孝太の手が、涼子の背中をしっかりと抱きしめた。
涼子も孝太の胸に顔を埋めた。
ほんの一瞬だったが、孝太の胸のぬくもりを感じた。
「おやおや、ここはお茶を飲むところなんだけどね。」
ママの博子が、どこからともなく現れて、そう言った。
二人は、ハッとして離れた。
涼子は顔を赤くして、千円札を置くと、お釣りも受け取らずに、駆けだしていった。
店を出る前に、もう一度、「ないしょ!」のポーズをして、ドアから出ていった。
店を出ると、涼子はそのまま駅まで走った。
 孝太は、カウンターの上に置かれた千円札を無意識のうちに、ポケットにしまった。
とりあえず、ここの勘定は自分が払って、後で涼子に返すつもりだった。
カウンターの中では、ママの博子が、智子にいさめられている。
「また、余計なことを言って…」
そんな二人をよそに、孝太は涼子が置いていってキーホルダーを見ている。
どこか、自分に似ているような気がした。
涼子は、数日前に買ったこのキーホルダーをずっと開けずに持っていたのだ。
今日、ここに来たのも、もしかしたら、孝太がここを訪れるかもしれないと思ったからだった。
「それね…彼女には口止めされたけど…」
キーホルダーを見ている孝太を見て智子が、口を開いた。
「あの日ね、あなた達が来た日のこと。
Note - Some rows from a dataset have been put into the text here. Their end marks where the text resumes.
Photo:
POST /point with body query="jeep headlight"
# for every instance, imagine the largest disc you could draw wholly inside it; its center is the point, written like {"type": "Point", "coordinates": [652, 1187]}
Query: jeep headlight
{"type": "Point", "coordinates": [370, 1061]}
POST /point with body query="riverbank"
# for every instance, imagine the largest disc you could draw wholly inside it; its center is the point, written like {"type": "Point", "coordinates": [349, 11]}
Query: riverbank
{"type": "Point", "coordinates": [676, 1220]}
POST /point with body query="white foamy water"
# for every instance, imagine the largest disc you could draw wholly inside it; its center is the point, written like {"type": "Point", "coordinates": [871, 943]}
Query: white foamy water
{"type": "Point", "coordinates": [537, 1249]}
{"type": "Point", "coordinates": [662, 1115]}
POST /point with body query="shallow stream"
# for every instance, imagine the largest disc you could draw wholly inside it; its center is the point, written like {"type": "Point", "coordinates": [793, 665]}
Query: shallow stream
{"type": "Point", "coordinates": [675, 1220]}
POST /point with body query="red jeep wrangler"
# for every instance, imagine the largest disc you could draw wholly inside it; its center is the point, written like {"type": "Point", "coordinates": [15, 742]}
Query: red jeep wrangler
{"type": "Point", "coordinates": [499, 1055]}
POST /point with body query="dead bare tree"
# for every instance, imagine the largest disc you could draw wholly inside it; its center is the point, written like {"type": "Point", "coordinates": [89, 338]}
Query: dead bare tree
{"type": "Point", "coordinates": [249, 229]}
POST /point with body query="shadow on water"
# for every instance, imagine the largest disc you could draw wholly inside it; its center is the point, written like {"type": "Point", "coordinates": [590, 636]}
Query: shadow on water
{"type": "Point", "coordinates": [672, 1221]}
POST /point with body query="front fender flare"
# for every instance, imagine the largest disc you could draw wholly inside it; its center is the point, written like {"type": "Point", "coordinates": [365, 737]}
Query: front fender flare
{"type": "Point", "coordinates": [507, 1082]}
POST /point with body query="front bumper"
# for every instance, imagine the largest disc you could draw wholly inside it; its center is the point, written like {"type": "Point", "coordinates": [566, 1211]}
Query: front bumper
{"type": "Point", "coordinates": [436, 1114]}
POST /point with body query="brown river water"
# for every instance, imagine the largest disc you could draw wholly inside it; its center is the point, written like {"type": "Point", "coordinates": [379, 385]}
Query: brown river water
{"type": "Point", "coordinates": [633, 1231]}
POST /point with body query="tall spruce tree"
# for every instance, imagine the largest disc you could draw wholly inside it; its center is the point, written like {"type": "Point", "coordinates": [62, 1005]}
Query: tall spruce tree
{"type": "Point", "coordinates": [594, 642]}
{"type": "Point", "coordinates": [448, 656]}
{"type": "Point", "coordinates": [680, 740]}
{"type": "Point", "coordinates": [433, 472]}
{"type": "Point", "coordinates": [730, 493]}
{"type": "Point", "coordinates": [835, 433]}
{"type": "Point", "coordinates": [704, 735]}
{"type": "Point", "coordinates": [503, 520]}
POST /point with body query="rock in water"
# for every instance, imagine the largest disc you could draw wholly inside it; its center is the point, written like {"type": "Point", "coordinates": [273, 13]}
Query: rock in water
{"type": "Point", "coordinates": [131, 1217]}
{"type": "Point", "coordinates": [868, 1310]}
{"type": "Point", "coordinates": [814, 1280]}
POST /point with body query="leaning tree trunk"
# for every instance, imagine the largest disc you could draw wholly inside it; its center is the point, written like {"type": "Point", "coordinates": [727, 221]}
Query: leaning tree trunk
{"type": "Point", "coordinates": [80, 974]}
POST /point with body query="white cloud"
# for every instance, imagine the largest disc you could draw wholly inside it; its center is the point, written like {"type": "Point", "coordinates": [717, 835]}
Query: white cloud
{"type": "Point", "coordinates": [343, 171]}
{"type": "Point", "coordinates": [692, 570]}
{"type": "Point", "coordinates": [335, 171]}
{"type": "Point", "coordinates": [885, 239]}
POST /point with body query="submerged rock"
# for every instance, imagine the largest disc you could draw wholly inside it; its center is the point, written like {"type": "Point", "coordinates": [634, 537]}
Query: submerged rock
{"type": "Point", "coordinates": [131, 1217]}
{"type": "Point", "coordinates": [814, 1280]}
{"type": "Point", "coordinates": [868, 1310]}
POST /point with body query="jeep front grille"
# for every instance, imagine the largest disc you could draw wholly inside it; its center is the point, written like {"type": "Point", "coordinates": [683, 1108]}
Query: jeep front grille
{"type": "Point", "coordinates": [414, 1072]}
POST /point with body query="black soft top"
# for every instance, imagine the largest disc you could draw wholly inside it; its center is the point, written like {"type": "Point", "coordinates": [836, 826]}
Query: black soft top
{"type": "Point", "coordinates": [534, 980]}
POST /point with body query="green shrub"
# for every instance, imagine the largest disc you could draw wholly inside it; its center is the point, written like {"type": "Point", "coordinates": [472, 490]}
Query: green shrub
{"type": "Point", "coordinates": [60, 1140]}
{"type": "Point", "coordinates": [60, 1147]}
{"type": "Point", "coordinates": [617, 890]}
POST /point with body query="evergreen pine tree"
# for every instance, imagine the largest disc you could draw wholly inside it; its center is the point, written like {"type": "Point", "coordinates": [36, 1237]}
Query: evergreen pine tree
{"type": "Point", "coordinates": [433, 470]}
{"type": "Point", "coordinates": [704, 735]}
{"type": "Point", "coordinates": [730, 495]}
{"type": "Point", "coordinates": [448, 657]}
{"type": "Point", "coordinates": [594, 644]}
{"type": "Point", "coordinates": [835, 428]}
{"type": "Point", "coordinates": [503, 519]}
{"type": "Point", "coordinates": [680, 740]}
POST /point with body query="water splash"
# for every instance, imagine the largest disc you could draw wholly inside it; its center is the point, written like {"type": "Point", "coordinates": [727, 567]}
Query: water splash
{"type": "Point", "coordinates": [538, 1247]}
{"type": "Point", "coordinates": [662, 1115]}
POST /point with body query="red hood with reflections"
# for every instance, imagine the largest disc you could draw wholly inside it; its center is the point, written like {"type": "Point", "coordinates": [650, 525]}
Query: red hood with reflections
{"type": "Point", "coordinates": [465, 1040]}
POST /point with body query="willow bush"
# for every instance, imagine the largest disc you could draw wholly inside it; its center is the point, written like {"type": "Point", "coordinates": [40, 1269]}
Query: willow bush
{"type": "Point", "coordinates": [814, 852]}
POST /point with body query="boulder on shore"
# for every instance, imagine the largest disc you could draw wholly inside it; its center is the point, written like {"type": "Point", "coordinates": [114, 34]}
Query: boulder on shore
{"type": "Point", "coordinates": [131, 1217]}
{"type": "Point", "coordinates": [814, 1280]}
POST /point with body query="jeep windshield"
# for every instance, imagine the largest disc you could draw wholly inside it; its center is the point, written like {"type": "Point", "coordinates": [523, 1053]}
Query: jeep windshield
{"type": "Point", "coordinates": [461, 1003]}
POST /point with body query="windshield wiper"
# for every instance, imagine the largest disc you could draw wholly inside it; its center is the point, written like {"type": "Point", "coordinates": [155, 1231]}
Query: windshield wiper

三人で帰った後、あの子、一人で戻ってきたの。それを忘れたからって。それ、私も同じ物持っているの。それが入っていた紙袋はそこの雑貨屋さんのものだったから、取りに戻った彼女に渡そうと思って、それを手に取ったときピンときたのよ…彼女、間違いなく、あなたのことが好きなのだと思うわ。」
「あなたこそ、余計なことを言ってない?彼の顔をご覧なさい。」
孝太は、自分の心の中で何かが変わっていくのを、もはや、否定しなかった。